明明最穷的是萧望之好不好,为了节省粮食,遣出去那么多的宫人。这里可是勤政殿的偏殿,就连一个打扫的宫人都没有,这么多的稀世珍宝,白白落了灰。
“朕还要送给皇叔一件东西,作为纳了新夫人的贺礼。皇后你就不用送了,免得人家以为皇后要给新夫人撑腰呢。”
其实秦沁本来就是这么想的,但是被萧望之点破,其实有点不爽。
“这样也好,臣妾实在是太穷,拿不出能够入了丞相法眼的礼物。但是,皇上,臣妾不送,皇上自己想着怎么给皇叔挑礼物。臣妾就不掺和了。”
秦沁懒懒的打了两个哈气按,便是提着灯笼往门外走去。
“也好,贤嫔最近倒是有空的很。”萧望之提高了音量,秦沁立刻回头:“贤嫔最近在盘账,送礼物这么大的事情,还是臣妾来比较好。”
隔天早上,宁王府就给宫里送来了帖子。秦沁从来没有见过这么好看的帖子,边上全是描金花,手法细腻圆润。这可是有些功夫,一般的匠人未必能做的好。
而翻开之后,更是飞龙走凤的一手好字。秦沁立刻想要把这帖子收起来,日后慢慢学这样的笔体和画工。
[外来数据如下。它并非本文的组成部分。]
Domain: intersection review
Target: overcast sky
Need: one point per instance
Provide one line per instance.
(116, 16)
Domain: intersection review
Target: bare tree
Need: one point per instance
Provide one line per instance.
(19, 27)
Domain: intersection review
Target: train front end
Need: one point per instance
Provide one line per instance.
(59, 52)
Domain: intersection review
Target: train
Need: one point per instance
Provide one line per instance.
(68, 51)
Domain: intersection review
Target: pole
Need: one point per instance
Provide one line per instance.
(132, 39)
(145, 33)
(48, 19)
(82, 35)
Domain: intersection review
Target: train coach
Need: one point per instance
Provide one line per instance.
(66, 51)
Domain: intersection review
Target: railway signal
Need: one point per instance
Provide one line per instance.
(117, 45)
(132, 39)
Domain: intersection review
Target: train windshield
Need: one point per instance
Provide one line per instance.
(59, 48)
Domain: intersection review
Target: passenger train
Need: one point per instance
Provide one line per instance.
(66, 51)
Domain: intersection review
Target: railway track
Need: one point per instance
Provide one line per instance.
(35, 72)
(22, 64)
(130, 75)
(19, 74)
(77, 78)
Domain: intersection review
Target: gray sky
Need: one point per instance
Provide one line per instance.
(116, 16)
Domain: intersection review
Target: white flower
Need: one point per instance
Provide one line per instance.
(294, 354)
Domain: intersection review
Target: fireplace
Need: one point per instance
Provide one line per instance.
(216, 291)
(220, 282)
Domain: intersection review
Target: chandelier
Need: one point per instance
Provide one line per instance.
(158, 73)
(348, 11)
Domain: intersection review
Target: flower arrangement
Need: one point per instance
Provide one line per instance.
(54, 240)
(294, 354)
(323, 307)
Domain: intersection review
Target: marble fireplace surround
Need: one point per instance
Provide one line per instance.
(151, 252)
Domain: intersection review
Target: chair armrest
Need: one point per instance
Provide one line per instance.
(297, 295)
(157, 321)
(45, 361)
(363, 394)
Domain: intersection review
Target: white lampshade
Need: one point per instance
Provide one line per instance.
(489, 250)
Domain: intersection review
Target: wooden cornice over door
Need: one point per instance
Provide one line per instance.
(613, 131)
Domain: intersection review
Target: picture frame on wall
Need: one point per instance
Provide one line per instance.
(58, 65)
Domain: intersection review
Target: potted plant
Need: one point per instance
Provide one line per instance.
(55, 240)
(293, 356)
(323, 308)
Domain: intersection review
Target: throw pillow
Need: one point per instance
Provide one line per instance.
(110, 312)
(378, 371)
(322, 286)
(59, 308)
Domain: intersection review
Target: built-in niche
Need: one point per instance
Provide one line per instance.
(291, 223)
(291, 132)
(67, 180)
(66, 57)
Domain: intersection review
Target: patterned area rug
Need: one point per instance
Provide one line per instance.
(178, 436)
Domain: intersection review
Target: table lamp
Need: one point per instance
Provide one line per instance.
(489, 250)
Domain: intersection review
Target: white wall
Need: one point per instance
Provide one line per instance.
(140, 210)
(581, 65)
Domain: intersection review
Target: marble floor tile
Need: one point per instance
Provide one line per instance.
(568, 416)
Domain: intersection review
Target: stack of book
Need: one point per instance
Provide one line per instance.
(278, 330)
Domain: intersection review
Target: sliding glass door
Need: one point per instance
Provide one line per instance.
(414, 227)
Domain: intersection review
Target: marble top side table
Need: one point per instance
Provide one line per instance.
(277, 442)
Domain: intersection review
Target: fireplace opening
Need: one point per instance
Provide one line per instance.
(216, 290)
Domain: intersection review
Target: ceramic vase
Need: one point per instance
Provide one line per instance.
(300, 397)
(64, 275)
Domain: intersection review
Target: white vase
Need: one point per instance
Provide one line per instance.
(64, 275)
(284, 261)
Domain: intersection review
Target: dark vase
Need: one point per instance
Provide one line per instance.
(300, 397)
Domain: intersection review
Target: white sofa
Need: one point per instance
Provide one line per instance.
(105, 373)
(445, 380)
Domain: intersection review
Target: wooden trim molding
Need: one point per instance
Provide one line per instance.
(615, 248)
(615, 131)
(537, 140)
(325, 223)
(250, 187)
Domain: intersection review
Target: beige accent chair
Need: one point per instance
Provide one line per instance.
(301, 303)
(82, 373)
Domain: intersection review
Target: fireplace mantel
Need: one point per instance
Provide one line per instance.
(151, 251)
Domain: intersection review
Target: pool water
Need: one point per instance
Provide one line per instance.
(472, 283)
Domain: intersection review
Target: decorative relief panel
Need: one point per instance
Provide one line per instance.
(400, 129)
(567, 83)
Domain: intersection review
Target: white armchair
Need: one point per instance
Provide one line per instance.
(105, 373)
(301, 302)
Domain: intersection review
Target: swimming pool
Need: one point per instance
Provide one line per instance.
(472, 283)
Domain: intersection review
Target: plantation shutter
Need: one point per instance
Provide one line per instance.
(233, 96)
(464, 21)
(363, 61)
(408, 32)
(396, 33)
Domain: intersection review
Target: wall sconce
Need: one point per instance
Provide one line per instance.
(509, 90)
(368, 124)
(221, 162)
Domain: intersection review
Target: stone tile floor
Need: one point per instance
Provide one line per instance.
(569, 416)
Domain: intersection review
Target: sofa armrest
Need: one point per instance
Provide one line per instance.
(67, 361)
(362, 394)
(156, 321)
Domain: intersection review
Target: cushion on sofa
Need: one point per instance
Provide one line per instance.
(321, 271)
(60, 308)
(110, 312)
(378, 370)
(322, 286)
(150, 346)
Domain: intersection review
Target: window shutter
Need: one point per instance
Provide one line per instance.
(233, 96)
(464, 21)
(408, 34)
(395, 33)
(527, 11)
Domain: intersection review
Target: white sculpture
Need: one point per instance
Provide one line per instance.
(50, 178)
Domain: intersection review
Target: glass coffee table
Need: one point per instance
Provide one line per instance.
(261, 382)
“秦相府上的人,也被邀请在列。昨个,秦相上了折子,想要给皇后庶姐的生母一个诰命,朕驳回了。”
萧望之上完早朝,神清气爽。萧望之驳回了给赵氏抬位分的折子,这就是在维护秦沁。也是,丞相府上的名正言顺的夫人,只有吴氏月英。
秦沁也不允许洛神居被旁人所占。
“臣妾今天一定会陪同皇上到宁王府上赴宴。还请皇上放心。”萧望之做事永远都有目的性,要他成为一个施恩不图报的大善人,下辈子吧。
宁王府上的歌姬舞姬容色也是十分出众,秦丞相看着都有些痴了。秦若芷也在陪席,和歌舞姬相比,秦若芷只能算是一般。
属于丢进去就找不到的。
原本以为宁王府上只有宁王妃一人,沉默寡言又不善言辞,没想到却是暗中蓄养了这么多的美人。就分明就是想要在进门之前就给她一个下马威。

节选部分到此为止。